Happy New Year, and I swear that’s the last time I’m saying that phrase in 2024. January is always slow out of the gate but we’ve got a few new records for you this week, including wonderful and tonally similar albums from Bill Ryder-Jones (ex-Coral) and Marika Hackman, the debut 12″ from Brooklyn/DFA supergroup Jayson Green & The Jerk, the debut EP from Baltimore’s Station Sleeper, and a record I missed last year from San Francisco’s Famous Mammals.
Andrew’s got a slightly more active week in Notable Releases with reviews of Infant Island, Kali Uchis, Nailah Hunter and more. Need more recent news applicable to this column? Ride announced their new album, and keeping things shoegaze new London band Whitelands announced their full-length debut. Also new album announcements from Gustaf and Four Tet.

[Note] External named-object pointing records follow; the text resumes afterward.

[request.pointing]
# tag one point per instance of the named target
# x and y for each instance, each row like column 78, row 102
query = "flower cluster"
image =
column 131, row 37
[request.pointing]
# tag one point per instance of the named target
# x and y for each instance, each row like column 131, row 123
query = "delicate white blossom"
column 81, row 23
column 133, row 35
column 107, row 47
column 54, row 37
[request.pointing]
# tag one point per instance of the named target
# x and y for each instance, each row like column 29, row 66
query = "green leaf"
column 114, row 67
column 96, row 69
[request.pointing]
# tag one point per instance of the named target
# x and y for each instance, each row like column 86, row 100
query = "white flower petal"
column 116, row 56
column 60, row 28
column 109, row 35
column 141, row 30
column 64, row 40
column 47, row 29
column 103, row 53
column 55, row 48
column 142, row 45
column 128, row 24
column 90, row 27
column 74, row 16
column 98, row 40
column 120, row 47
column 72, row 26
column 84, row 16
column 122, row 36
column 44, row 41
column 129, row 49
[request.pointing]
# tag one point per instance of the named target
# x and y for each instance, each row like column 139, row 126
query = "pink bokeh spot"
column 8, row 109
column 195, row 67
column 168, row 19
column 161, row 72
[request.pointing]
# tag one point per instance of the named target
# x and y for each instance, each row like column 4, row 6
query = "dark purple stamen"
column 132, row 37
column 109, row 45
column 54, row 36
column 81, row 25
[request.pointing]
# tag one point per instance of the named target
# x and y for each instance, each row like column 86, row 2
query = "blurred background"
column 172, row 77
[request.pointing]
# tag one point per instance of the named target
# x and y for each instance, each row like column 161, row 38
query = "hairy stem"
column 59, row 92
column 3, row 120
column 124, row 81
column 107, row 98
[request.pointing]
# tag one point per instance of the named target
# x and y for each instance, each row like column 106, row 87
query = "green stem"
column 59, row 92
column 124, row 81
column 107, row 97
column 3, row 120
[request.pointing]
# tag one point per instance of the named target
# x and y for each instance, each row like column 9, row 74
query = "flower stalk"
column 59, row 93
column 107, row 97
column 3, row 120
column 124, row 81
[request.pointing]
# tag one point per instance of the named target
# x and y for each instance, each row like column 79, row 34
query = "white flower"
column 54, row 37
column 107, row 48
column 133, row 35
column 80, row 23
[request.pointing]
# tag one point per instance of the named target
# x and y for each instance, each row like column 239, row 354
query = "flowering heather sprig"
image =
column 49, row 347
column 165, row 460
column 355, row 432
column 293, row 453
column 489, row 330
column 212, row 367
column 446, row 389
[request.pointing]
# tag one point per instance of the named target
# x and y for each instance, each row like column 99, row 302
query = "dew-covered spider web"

And if you want to look further ahead, check out the Indie Basement Most Anticipated Albums of 2024 list which still has 50 weeks of relevance left. Things are about to get busy!

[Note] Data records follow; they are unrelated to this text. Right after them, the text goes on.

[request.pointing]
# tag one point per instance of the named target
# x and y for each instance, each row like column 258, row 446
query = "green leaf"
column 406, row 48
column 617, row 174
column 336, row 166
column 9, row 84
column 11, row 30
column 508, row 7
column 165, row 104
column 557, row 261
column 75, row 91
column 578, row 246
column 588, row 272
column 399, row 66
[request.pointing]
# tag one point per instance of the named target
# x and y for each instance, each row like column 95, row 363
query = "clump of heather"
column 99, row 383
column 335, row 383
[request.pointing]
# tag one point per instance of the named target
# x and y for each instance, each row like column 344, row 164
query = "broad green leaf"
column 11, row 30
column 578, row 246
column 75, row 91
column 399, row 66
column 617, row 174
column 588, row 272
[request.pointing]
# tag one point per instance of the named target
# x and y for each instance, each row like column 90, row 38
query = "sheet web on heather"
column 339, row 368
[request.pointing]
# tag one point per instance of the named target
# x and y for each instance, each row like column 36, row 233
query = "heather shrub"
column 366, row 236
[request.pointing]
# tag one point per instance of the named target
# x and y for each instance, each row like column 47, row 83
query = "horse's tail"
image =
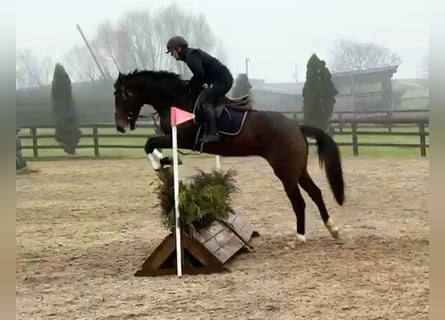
column 329, row 155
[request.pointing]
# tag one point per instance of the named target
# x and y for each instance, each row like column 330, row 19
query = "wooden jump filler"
column 204, row 252
column 207, row 248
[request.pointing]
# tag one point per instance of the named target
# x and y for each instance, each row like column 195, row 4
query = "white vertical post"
column 176, row 192
column 218, row 162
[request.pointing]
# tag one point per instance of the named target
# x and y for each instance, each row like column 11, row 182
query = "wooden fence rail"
column 355, row 129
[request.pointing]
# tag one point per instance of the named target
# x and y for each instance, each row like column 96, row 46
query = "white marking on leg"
column 301, row 238
column 156, row 164
column 156, row 153
column 332, row 228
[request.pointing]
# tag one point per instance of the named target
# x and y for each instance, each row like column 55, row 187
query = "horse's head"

Head below for this week’s reviews…
Bill Ryder-Jones – Iechyd Da (Domino)
The Coral co-founder wraps himself in beautiful sadness on his wonderful fifth album
“I’ve always railed against it when people ask if making a record is cathartic,” Bill Ryder-Jones says of his fifth solo album, “but I’d have to admit that this one really was.” The Coral co-founder, who’s been a solo artist longer now than he was in a member of that band, had a rough pandemic, including a bad breakup and close calls with substance abuse. He’s come through the other side, though, with one of his best-ever records. Iechyd Da, which is Welsh for “Good Health,” is one of those albums that seems to process joy and sadness as the same emotion, not unlike Mercury Rev’s Deserter’s Songs, The Delgado’s The Great Eastern or pretty much everything Spiritualized or Sparklehorse have ever done. Whether he’s singing “It’s noone’s fault, there’s sometimes nothing to be done / I just don’t see myself getting past this one” (“Nothing to be Done”) or “There’s something great about life” on the very next song (“It’s Today Again”), they all hit with a massive wave of beautiful sadness. There are some wonderful pop moments, too, including “If Tomorrow Starts Without Me,” that bring on the warm-n-fuzzies while still keeping a dark cloud in the blue sky. The whole album washes over you with orchestral grandeur, swooning strings and choral backing (more than once via a children’s choir), and in lesser hands these towering creations would topple from schmaltz. But Ryder-Jones has such a sure grasp of tone, in all senses of the word, so that the songs never wobble. He’s got a soft, fragile voice that could carry the emotional weight of these songs all on its own but is also the perfect center for exquisite heartbreak he’s wrapped himself in.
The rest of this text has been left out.